Artikel 7: Werkgevers- en bedrijfsvoeringsbeleid
De verplichting (€ 0,4 mln.) voor de subsidie professionaliseren publieke inkoop is afgeboekt vanwege de overgang van dit onderwerp naar EZK. De verplichting (€ 0,1 mln.) met RVO over de jaarbijdrage 2022 PIONA is bijgesteld naar aanleiding van de verantwoordingsstukken.
Voor de doorontwikkeling SWF (Samenwerkingsfunctionaliteit) vielen de kosten lager. Dit kwam doordat in de verplichting ten onrechte de beheerskosten waren meegenomen. De verplichting is bijgesteld (€ 1,3 mln.). De aangegane verplichting met Berenschot voor het afnemen van assessments is verlaagd (€ 0,3 mln.), omdat de werkelijke kosten lager zijn uitgevallen dan maximaal geraamd.
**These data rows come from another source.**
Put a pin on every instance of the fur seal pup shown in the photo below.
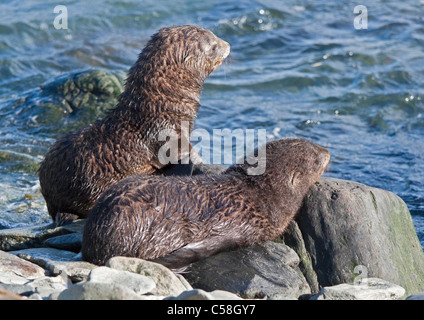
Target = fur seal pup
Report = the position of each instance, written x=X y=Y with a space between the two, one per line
x=162 y=91
x=177 y=220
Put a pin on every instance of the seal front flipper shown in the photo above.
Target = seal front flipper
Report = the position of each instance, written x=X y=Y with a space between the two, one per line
x=195 y=251
x=63 y=218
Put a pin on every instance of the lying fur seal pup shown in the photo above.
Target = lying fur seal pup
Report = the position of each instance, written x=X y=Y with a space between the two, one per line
x=161 y=91
x=177 y=220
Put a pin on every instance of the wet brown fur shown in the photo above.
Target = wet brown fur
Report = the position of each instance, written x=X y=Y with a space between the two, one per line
x=178 y=220
x=162 y=89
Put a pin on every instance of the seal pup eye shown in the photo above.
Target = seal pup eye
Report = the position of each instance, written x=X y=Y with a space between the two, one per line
x=295 y=178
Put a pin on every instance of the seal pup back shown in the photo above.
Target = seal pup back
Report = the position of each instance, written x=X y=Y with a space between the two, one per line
x=177 y=220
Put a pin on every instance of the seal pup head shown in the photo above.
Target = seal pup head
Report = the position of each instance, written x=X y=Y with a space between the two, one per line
x=178 y=59
x=292 y=167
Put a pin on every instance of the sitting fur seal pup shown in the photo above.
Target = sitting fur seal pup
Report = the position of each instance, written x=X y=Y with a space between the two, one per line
x=177 y=220
x=162 y=90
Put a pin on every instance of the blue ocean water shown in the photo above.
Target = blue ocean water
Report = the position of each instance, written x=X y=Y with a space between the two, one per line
x=297 y=68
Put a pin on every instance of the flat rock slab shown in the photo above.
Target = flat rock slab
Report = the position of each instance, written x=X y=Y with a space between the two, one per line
x=57 y=262
x=367 y=289
x=167 y=283
x=10 y=263
x=136 y=282
x=262 y=270
x=350 y=230
x=97 y=291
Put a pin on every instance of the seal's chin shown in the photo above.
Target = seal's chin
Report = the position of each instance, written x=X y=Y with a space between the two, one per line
x=216 y=65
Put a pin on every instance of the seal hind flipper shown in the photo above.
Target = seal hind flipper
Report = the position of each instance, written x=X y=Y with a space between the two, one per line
x=195 y=251
x=63 y=218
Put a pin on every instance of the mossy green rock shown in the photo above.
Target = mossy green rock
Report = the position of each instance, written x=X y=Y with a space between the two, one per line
x=350 y=231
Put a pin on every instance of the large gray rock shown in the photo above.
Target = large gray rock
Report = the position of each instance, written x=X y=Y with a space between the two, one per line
x=199 y=294
x=366 y=289
x=262 y=270
x=12 y=264
x=97 y=291
x=57 y=262
x=36 y=236
x=167 y=283
x=348 y=230
x=138 y=283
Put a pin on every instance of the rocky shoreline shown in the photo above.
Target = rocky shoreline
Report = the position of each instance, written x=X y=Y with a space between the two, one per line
x=43 y=262
x=349 y=241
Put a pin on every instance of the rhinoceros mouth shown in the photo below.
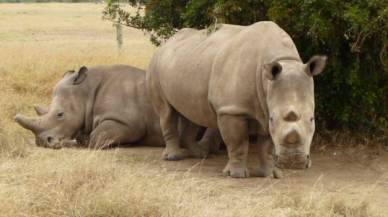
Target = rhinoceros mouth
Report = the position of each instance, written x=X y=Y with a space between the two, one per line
x=293 y=161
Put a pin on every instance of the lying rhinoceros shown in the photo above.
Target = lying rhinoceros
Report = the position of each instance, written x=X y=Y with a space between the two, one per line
x=106 y=103
x=241 y=80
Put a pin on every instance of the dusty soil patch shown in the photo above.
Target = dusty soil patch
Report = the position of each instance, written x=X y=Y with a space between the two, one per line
x=332 y=169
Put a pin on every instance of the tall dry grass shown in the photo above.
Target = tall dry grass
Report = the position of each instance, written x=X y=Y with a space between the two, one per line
x=38 y=44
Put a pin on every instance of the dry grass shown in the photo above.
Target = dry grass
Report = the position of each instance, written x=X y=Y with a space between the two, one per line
x=94 y=183
x=38 y=44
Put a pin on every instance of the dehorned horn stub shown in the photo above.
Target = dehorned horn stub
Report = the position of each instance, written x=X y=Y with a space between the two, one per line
x=28 y=123
x=40 y=110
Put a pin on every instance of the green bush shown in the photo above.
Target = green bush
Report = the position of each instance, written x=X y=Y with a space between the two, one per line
x=352 y=91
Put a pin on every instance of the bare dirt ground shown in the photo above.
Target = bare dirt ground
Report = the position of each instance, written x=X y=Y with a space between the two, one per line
x=331 y=169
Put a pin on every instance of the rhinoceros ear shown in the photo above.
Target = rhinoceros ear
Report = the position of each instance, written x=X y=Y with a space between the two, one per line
x=76 y=77
x=271 y=70
x=315 y=65
x=40 y=110
x=81 y=75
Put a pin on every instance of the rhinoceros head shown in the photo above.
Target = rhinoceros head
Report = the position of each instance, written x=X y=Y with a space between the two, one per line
x=290 y=99
x=61 y=122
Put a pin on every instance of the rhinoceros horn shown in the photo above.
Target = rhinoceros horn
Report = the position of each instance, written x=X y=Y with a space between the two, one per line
x=28 y=123
x=40 y=110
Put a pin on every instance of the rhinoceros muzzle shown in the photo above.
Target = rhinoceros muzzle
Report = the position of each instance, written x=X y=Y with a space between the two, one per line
x=294 y=161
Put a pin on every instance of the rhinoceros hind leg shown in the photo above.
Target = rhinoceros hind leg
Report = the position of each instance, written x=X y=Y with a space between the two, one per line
x=188 y=132
x=211 y=141
x=266 y=154
x=234 y=131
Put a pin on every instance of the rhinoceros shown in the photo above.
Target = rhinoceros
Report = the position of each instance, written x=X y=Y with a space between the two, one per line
x=240 y=80
x=107 y=104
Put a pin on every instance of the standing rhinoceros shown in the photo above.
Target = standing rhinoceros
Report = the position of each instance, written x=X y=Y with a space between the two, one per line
x=239 y=80
x=103 y=103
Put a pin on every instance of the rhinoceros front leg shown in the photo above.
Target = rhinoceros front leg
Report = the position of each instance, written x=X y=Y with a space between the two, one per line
x=188 y=133
x=267 y=161
x=110 y=132
x=234 y=131
x=169 y=124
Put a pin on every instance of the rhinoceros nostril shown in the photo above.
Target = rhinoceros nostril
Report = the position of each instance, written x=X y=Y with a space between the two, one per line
x=49 y=139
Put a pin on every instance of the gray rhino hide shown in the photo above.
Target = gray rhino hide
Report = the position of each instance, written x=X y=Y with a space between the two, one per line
x=240 y=80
Artikel 11: Centraal apparaat
Op het personele vlak hebben diverse negatieve bijstellingen plaatsgevonden doordat er minder uren zijn ingehuurd dan maximaal in het contract waren opgenomen (€ 5,7 mln.). Voor. Shuttel is er een nieuw contract afgesloten. De oude verplichting is na een aantal restant verplichtingen afgeboekt in 2023 (€ 0,5 mln.). De verplichting (€ 0,5 mln.) voor de WOO-tooling (Indica) is door een andere leverancier overgenomen. Voor de overgang van Digi-Inkoop naar Wij-bestellen zijn per abuis drie verplichtingen onjuist gegenereerd. Deze zijn afgeboekt (€ 0,6 mln.). De kosten voor parlementaire enquête vielen lager uit, waardoor de verplichting uit 2022 moest worden bijgesteld (€ 0,1 mln.). Voor de RTV monitoring bleek de realisatie lager dan de ingestelde verplichting, hiervoor is € 0,1 mln. bijgesteld. Dit geldt ook voor de verplichting voor Pels Rijcken & Droogleer Fortuijn N.V. voor advies sanering corporaties (€ 0,1 mln.)
Artikel 12: Algemeen
Gemeenten en Waterschappen kunnen hun kosten, die voortvloeien uit het kwijtschelden van gemeentelijke en waterschapslasten aan de gedupeerden van de kindertoeslagenaffaire, declaren op basis van nacalculatie (werkelijke kosten). Op basis van de werkelijke kosten is de verplichting bijgesteld met € 14,5 mln.